Pourquoi avez-vous choisi la Défense ?

« Je n’ai jamais imaginé faire autre chose. Mon père était despatcher à Schaffen. Quand j’avais trois ou quatre ans, je l’accompagnais souvent le dimanche, quand il avait encore quelque chose à faire. Dans la remise, il m’accrochait à un harnais et me balançait. À dix ans, je savais plier un parachute et à onze ans, je pouvais monter dans l’avion, mon père était alors membre de l’équipe nationale de parachutistes. J’ai toujours su que je voulais devenir cadet à mes 15 ans, ce que j’ai fait. Ensuite, j’ai décidé de faire polytechnique à l’École Royale Militaire. »

 

Quel est le point fort de votre carrière ?

« L’expérience du commandement. Que ce soit en tant que commandant de peloton, de bataillon ou de la Composante Terre. Ce sont toujours les meilleurs moments. Mais déménager au Canada pendant un an avec toute la famille pour mon Cours supérieur d’Etat-major a également été une expérience merveilleuse. »

 

Quelle expérience vous a le plus impressionné ?

« En 46 ans de carrière, il y a beaucoup de moments qui marquent, même si ce sont souvent les moments difficiles qui restent gravés dans la mémoire. Par exemple, j’étais le Représentant du Roi aux funérailles d’un membre des Forces Spéciales qui a eu un accident de parachute en 2018. J’ai moi-même perdu mon fils cadet et c’est dur. C’est aussi dans ces moments-là qu’il faut être présent en tant que commandant. Il est facile d’être là quand tout va bien, mais il faut surtout être là quand ça va mal. C’est à ce moment-là que l’on peut faire la différence. »

 

Quelle opération avez-vous trouvé particulière à faire ?

« En 2004, j’ai passé plusieurs mois au Kosovo, ce qui a été très intéressant. J’ai surtout appris à quel point les choses peuvent être imprévisibles. J’étais responsable de la planification des troupes de réserve de la KFOR (Force de l’OTAN pour le Kosovo) qui venaient pour un exercice d’une semaine, lorsque des émeutes ont éclaté tôt le matin. Certains membres de la KFOR ont dû rester sur place pendant six mois. »

 

Quelle est la leçon la plus importante que vous ayez apprise au cours de votre carrière ?

« Il faut constamment tirer des leçons, je pense que c’est tout un art. Mais la leçon la plus importante est qu’il faut donner de la liberté à ses collaborateurs. Vous devez leur donner un cadre dans lequel ils ont toute liberté, et vous devez protéger ce cadre. 99 % des gens ont de bonnes intentions. Ils commettront des erreurs, mais ils en tireront aussi des leçons, comme moi-même je l’ai fait. »

 

Quel conseil donneriez-vous à de jeunes militaires en début de carrière ?
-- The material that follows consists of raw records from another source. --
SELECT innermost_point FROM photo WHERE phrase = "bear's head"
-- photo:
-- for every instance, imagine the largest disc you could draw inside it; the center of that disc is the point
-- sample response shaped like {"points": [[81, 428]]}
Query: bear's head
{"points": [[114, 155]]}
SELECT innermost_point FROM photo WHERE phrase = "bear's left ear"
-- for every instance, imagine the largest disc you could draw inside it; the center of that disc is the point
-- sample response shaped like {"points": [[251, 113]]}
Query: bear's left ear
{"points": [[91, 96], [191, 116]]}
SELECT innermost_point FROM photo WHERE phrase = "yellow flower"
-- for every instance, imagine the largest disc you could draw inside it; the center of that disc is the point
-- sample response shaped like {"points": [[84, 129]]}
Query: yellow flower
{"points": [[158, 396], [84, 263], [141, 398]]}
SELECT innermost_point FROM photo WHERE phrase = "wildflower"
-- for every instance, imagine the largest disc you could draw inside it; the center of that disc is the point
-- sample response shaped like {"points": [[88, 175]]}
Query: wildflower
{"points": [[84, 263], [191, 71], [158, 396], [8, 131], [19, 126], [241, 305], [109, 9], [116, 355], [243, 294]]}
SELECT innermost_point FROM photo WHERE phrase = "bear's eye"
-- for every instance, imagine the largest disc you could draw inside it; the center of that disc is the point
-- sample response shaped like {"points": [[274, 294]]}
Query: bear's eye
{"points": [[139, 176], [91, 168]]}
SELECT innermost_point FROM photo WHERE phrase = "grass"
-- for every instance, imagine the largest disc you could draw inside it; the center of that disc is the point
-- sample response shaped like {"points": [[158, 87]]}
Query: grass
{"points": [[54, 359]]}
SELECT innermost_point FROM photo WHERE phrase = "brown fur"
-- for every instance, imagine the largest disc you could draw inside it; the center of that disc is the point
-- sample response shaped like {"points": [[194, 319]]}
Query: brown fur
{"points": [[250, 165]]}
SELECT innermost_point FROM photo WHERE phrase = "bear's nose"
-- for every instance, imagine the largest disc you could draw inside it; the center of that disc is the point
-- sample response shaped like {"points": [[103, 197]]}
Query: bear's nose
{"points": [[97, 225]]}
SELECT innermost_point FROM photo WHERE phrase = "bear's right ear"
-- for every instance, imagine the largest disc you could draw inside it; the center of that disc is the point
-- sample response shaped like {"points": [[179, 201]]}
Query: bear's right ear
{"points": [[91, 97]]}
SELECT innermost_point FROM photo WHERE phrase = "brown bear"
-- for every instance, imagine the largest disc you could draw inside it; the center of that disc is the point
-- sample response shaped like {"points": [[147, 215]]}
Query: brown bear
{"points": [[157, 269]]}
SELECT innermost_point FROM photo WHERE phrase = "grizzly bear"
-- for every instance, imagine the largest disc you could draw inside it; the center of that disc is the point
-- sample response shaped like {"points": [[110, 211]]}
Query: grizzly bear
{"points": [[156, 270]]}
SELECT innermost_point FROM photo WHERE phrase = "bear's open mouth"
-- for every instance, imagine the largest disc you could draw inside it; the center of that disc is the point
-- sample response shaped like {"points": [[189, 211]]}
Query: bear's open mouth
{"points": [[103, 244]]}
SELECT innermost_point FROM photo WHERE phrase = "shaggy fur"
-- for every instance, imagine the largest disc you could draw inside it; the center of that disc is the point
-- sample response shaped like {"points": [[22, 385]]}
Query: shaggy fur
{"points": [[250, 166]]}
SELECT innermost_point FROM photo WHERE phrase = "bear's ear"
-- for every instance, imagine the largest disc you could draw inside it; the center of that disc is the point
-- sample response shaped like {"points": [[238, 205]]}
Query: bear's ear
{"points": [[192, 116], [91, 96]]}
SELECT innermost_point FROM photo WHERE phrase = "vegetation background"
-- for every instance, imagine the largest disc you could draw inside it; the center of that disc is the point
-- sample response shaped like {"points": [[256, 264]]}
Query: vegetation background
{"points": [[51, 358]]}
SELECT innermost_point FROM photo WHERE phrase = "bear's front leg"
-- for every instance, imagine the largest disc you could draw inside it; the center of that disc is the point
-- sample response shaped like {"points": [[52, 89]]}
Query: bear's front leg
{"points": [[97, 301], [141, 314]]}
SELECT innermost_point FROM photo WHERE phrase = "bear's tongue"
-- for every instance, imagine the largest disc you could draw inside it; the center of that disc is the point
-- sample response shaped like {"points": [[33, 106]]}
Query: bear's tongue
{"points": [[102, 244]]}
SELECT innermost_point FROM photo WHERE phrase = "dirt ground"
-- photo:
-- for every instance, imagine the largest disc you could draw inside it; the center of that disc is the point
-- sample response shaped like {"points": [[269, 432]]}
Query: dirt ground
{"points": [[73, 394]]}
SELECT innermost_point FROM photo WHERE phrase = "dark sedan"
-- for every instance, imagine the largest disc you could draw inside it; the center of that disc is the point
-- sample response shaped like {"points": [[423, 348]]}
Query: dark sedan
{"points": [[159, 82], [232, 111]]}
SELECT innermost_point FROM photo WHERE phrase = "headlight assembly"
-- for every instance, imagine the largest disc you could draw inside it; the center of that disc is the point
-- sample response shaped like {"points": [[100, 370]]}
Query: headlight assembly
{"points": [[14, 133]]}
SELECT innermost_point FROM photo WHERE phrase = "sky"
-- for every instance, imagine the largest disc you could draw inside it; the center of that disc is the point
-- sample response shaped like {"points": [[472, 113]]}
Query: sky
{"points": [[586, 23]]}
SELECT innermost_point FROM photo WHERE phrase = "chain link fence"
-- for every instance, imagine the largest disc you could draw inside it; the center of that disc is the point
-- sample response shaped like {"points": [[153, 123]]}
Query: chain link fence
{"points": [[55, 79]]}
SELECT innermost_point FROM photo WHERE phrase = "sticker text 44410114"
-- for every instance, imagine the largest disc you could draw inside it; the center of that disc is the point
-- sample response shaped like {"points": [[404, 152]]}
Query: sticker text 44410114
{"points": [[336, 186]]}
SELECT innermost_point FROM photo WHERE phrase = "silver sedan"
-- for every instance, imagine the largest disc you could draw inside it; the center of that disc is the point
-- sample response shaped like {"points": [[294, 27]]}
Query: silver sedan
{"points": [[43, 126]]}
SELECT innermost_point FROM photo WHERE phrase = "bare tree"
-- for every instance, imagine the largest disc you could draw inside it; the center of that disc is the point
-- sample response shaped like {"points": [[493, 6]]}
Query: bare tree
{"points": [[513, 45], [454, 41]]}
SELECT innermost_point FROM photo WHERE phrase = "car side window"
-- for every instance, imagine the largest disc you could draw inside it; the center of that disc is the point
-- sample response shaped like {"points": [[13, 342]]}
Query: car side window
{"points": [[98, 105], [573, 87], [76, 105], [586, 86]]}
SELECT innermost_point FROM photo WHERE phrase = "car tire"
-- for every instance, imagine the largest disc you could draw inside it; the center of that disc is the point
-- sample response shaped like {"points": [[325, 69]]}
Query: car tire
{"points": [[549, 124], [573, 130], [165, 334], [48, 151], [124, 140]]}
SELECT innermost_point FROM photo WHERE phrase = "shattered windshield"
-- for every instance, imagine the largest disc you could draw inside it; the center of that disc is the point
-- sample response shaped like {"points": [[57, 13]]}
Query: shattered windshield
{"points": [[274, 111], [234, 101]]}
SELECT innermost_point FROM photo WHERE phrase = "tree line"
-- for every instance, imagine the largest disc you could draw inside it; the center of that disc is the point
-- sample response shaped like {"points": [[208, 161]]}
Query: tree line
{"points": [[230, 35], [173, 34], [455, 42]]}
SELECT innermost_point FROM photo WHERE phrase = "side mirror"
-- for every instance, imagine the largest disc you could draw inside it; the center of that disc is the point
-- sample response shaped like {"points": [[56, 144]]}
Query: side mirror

« Vous pouvez tirer le meilleur parti de tout. Nous avons tous un rôle à jouer, quelle que soit notre fonction. Pour les grands projets, il n’est généralement pas difficile de trouver du personnel, mais pour d’autres postes, qui sont souvent fondamentaux pour les opérations quotidiennes, c’est parfois plus difficile. Quel que soit le poste, vous pouvez faire la différence. »

 

« Je n’ai pas toujours eu les fonctions que je voulais. Après deux ans comme chef de peloton, j’étais censé devenir chef d’escadron, mais j’ai fini par être nommé officier de projet pour les radars de surveillance du champ de bataille. Un poste que je ne voulais pas du tout occuper. Mais j’ai fait de mon mieux. Au final, c’était un bon projet et je me suis bien amusé. »

 

Quels sont vos projets après la Défense ? Ou est-ce un peu tôt pour poser la question ?

« Non, ce n’est pas du tout trop tôt (rire). Je vais d’abord prendre congé, mais j’ai déjà reçu des questions de toutes parts, tant dans le domaine de la communication que celui de l’enseignement. Je vais essayer de ne pas courir sans cesse après mon agenda et de trouver un bon équilibre. »

 

La Défense vous manquera-t-elle ?

« J’ai fait ce que j’ai pu. Le 19 juillet, j’ai passé le flambeau au lieutenant-général Vansina. Le lendemain, alors que je buvais tranquillement une tasse de café, je me suis rendu compte que le train partait alors que j’étais encore à la gare. Le temps passe vite. Le train avance et je ne ressens plus le besoin de monter à bord. Mais j’essaierai toujours d’être un ambassadeur de la Défense. »

 

Merci pour cette dernière conversation, mon général.